On an optimistic note.
Monday, January 8th, 2007
I’m not much for resolutions or other yearend foomfah, but I do believe in staring one’s year looking optimistically at the road ahead. It’s also a nice antidote when there have been some tough bumps to get over.
There are a raft of positive notes raised in answer to the question “What are you optimistic about?” over on the Edge Foundation‘s site, but this one resonates with me, in part because it is a modern evocation of the “sunlight rule” of journalism and in part because geolocation, geocoding, geopresence, and other things geo are fascinating to me right now.

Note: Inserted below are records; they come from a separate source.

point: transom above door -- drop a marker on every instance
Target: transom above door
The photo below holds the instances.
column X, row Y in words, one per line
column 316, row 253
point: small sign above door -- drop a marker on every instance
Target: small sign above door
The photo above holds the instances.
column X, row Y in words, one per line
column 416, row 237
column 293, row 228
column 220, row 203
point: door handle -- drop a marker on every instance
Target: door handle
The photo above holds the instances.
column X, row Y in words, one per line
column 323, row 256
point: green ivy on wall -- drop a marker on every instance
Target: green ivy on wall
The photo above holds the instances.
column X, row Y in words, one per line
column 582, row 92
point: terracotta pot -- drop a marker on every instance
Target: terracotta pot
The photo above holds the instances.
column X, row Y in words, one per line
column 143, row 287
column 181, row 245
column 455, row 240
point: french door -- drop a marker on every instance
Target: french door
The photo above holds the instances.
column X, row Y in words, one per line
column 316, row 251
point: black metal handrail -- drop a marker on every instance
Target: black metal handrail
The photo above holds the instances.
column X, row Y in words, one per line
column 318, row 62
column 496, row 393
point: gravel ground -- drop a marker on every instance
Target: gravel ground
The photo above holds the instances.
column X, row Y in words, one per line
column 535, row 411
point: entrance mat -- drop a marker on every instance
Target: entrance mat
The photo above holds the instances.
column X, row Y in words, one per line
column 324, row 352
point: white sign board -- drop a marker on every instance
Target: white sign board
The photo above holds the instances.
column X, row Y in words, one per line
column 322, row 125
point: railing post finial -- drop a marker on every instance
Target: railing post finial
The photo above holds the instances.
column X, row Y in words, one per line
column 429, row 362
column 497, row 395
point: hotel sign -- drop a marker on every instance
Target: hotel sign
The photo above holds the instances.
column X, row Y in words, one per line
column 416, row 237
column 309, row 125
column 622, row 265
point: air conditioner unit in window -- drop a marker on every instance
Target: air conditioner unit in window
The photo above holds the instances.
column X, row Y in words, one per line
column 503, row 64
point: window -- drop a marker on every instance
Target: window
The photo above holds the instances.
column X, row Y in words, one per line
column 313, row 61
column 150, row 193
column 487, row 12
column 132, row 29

So. One of the answerers, Chris DiBona of Google asserts (hopes?):
Widely Available, Constantly Renewing, High Resolution Images of the Earth Will End Conflict and Ecological Devastation As We Know It
I am not so much of a fool to think that war will end, no matter how much I wish that our shared future could include such a thing. Nor do I think that people will stop the careless destruction of flora and fauna for personal, corporate, national or international gain. I do believe that the advent of rapidly updating, citizenry-available high resolution imagery will remove the protection of the veil of ignorance and secrecy from the powerful and exploitative among us. (more)
Somehow that captures the spirit of more than a few who work at Google, that their work can have positive side benefits for their fellow humans as it brings gazillions of dollars in added stock valuation. Maybe some at Microsoft or Apple or, hell, Time Warner have that same sense of mission (it does, after all, make it easier to go to work in the morning), but at the G-place it certainly seems to seep from their pores. This in itself, however is not sufficient insurance against any large organization of people (corporate, political) suddenly finding themselves, through inertia, the laws of large numbers, or individual fear and avarice, doing eeeeevil.
But as long as we have ways to expose eeeeevil to the sunlight of publicity (meaning in its purest sense bringing it to the attention of the public as a whole), I have lots of room for optimism about the human condition(s).